Un risultato in linea con molti studi precedenti che hanno cercato di individuare le ragioni delle migrazioni, suggerendo una risposta socio-economica e ambientale. Mentre l’attività delle Ong, dati alla mano, è stata più volte scagionata dall’accusa di rappresentare un “fattore d’attrazione”. Analizzando le partenze dal 2014 al 2019, un’analisi del Migration Policy Centre dell’European University Study aveva già concluso che non c’è correlazione tra “le operazioni di ricerca e soccorso non governative e il numero dei migranti che lasciano la Libia via mare”. Stesso risultato raggiunto da Matteo Villa, ricercatore dell’Istituto di studi politici italiani (Ispi). Non solo. Le università di Pisa e Oxford hanno persino dimostrato che tra il 2013 e il 2015 il numero di migranti partiti dal Nord Africa tendeva a essere più alto quando le attività di salvataggio erano poche. Allo stesso tempo, i due atenei hanno confermato che la loro assenza coincideva con un più alto tasso di mortalità.
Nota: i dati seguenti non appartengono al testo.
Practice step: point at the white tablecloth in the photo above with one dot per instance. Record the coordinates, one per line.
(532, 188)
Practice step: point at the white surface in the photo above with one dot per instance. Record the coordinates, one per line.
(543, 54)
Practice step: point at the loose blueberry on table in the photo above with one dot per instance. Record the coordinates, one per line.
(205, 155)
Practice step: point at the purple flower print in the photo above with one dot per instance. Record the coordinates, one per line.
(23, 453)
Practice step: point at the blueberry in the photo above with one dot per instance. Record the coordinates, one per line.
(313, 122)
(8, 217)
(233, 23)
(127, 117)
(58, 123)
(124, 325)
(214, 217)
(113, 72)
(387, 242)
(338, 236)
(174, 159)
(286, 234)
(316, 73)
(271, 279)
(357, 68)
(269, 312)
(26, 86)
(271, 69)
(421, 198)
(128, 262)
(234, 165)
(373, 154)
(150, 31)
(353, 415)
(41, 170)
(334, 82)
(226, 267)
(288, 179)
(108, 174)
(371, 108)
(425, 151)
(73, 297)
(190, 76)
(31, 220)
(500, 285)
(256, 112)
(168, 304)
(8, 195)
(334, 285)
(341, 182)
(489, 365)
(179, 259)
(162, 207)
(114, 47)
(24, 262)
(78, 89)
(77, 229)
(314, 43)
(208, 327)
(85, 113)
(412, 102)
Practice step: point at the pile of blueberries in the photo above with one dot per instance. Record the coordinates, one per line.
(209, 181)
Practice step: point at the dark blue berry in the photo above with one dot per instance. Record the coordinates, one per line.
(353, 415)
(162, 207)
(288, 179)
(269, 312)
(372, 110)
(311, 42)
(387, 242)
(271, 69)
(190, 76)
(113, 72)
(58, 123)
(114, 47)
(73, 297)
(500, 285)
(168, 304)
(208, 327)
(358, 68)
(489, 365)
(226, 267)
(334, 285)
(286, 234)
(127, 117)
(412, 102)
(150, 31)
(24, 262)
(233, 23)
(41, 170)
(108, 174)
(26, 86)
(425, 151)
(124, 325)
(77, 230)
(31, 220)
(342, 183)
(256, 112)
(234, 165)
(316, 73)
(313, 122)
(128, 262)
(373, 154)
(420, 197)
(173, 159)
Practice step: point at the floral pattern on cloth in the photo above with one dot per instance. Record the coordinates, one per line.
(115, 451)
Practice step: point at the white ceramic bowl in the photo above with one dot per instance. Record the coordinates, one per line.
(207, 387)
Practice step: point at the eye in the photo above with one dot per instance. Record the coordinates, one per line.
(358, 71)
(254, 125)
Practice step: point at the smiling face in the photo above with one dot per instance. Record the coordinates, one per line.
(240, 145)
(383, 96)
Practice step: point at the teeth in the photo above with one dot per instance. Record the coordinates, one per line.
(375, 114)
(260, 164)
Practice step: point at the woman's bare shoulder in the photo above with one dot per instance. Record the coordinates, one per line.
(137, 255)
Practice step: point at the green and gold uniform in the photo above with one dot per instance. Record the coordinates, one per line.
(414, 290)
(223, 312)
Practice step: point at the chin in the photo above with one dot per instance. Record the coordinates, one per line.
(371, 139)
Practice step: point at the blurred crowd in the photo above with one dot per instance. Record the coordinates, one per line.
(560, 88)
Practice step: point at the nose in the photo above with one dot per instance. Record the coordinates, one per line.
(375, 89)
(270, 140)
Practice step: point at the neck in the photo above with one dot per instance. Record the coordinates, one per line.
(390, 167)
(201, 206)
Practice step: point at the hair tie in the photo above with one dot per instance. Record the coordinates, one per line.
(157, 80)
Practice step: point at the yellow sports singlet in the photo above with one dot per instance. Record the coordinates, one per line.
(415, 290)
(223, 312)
Una chiave di lettura che quest’ultima ricerca pubblicata su Scientific Reports rafforza e arricchisce: anche le politiche di salvataggio, come Mare Nostrum, non sembrano far aumentare le traversate. Evidenze scientifiche che in questi anni non hanno impedito a molti politici di portare avanti un certo tipo di propaganda, che oggi legittima alcune scelte di governo. Una lunga tradizione, non esclusivamente di destra. Basti pensare all’espressione “taxi del mare” coniata dall’allora leader del Movimento cinque stelle Luigi di Maio. Lo scorso novembre la premier Giorgia Meloni ha parlato di una “naturale convergenza” tra le Ong e “gli interessi degli scafisti”, anche se questo legame non è stato fino ad ora mai provato da alcuna magistratura. Anzi, a fronte delle decine di inchieste aperte ai loro danni per favoreggiamento dell’immigrazione clandestina, solo una è arrivata in fase di udienza preliminare: il cosiddetto caso Iuventa, il cui processo è in corso al tribunale di Trapani. In uno dei rari casi della storia, il governo italiano nella figura di Meloni ha deciso di costituirsi parte civile”.

Così stanno le cose. Globalist non smetterà mai di denunciarlo. In attesa di una “Norimberga del Mediterraneo”.